The office, which opened last week, is currently staffed by six recruiters, all of whom have transferred from HR Consultancy’s Glasgow headquarters.

“We’ve been focusing on the Edinburgh market for the last 18 to 24 months and had a small team in Glasgow who had been targeting the Edinburgh space,” Ms Roberts said.

“We’ve now gone back in and it’s been quite a soft landing for us.

“The starting point for this is that we are in a really great place this year. Despite the concerns around Brexit we are having a very positive year - we’re at about 140 per cent of our budget year to date.

“I wasn’t expecting that but we’ve been in a really good place to take advantage of that.”

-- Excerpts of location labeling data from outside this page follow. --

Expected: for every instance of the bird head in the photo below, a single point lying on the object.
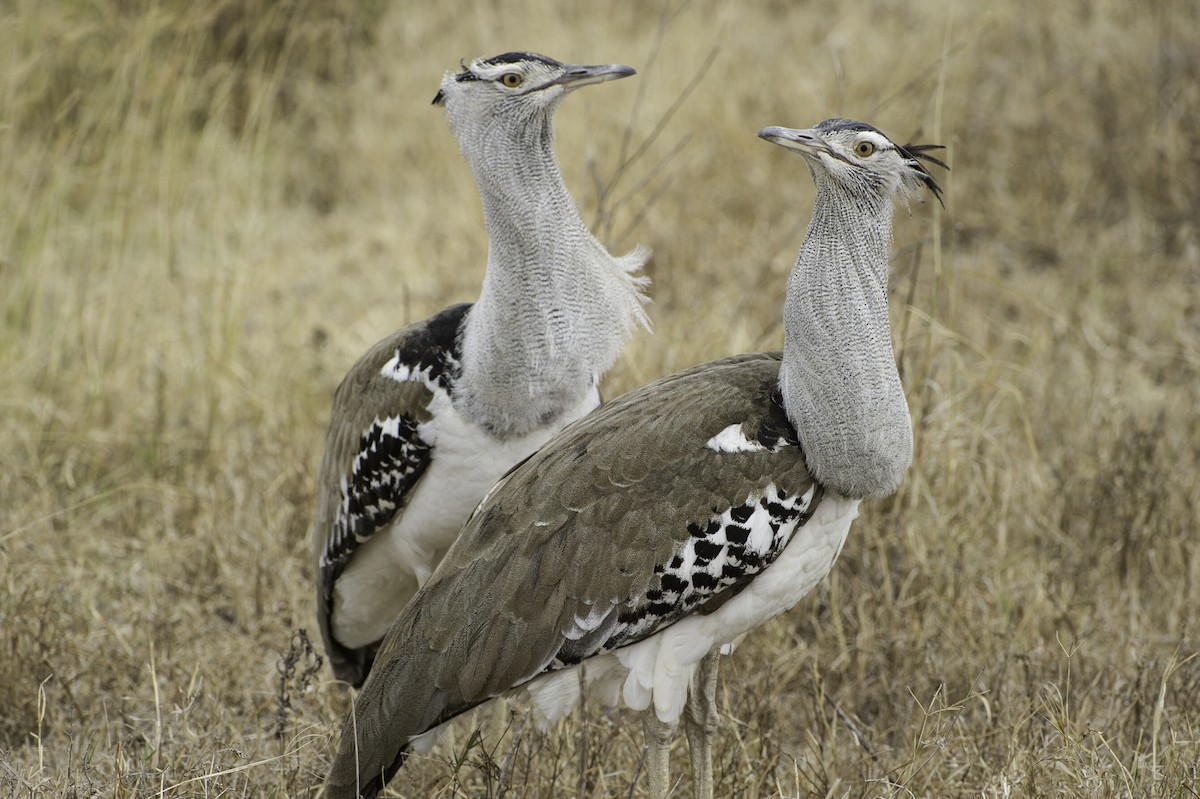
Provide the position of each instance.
(515, 89)
(861, 160)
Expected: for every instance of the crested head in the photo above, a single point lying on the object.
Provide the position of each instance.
(515, 86)
(859, 158)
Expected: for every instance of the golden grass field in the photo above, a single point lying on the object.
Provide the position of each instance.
(209, 210)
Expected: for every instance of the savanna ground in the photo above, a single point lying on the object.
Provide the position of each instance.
(209, 210)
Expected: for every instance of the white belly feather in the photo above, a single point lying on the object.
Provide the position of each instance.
(389, 568)
(659, 670)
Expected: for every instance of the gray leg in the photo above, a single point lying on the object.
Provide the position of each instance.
(658, 752)
(701, 722)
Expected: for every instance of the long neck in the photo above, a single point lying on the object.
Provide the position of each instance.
(839, 378)
(555, 307)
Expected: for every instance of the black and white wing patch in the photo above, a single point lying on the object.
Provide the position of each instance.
(718, 559)
(376, 454)
(391, 457)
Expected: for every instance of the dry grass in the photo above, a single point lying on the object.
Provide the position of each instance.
(208, 210)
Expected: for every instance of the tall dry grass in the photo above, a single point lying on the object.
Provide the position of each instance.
(208, 210)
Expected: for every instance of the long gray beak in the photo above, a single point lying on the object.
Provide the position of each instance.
(804, 142)
(579, 74)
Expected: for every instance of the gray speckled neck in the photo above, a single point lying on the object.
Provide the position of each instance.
(839, 377)
(556, 306)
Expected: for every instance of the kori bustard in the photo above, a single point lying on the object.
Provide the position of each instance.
(431, 416)
(624, 554)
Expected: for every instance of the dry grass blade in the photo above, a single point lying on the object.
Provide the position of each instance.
(208, 210)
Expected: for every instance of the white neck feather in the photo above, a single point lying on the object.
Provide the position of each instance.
(839, 378)
(556, 306)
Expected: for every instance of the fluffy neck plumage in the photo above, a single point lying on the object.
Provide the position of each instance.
(555, 307)
(839, 378)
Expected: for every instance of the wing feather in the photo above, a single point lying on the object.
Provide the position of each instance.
(375, 454)
(586, 523)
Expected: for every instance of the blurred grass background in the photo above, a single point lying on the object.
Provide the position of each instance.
(209, 210)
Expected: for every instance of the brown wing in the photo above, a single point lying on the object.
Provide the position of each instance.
(594, 520)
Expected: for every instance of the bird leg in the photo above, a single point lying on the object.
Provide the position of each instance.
(700, 724)
(658, 752)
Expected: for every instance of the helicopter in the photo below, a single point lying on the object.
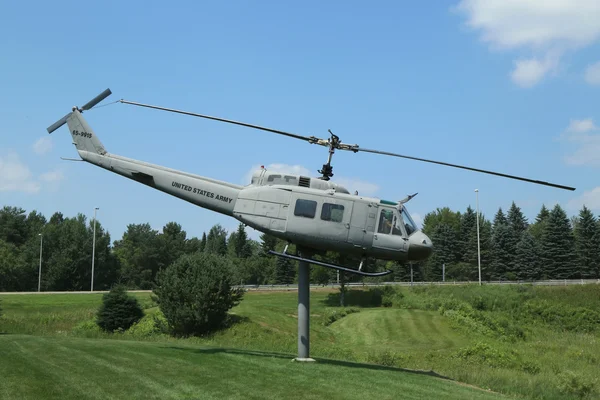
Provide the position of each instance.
(312, 213)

Part of the driver of the growth is HR Consultancy’s move into the technology sector, which it did not previously recruit into.

“The world is changing at a pace and technology is driving everything,” Ms Roberts said.

“We’re constantly being asked if we have someone who can help with it. We started out with digital marketing and it has grown arms and legs.”

HR Consultancy itself is benefiting from the increased use of technology in the recruitment space and one of 15 people the firm hired in the past year is focused specifically on online marketing.

“With the development of social media, recruitment is changing and it’s all about the candidate experience so we’ve got to position ourselves in a different way,” Ms Roberts said.

“Around 91 per cent of candidates are passive candidates who are not looking for a job. We have to work really hard to get to them in the first place and then to build candidate loyalty.

“We’ve now got a very strong social media presence in a way that 18 months ago we weren’t even at the races.”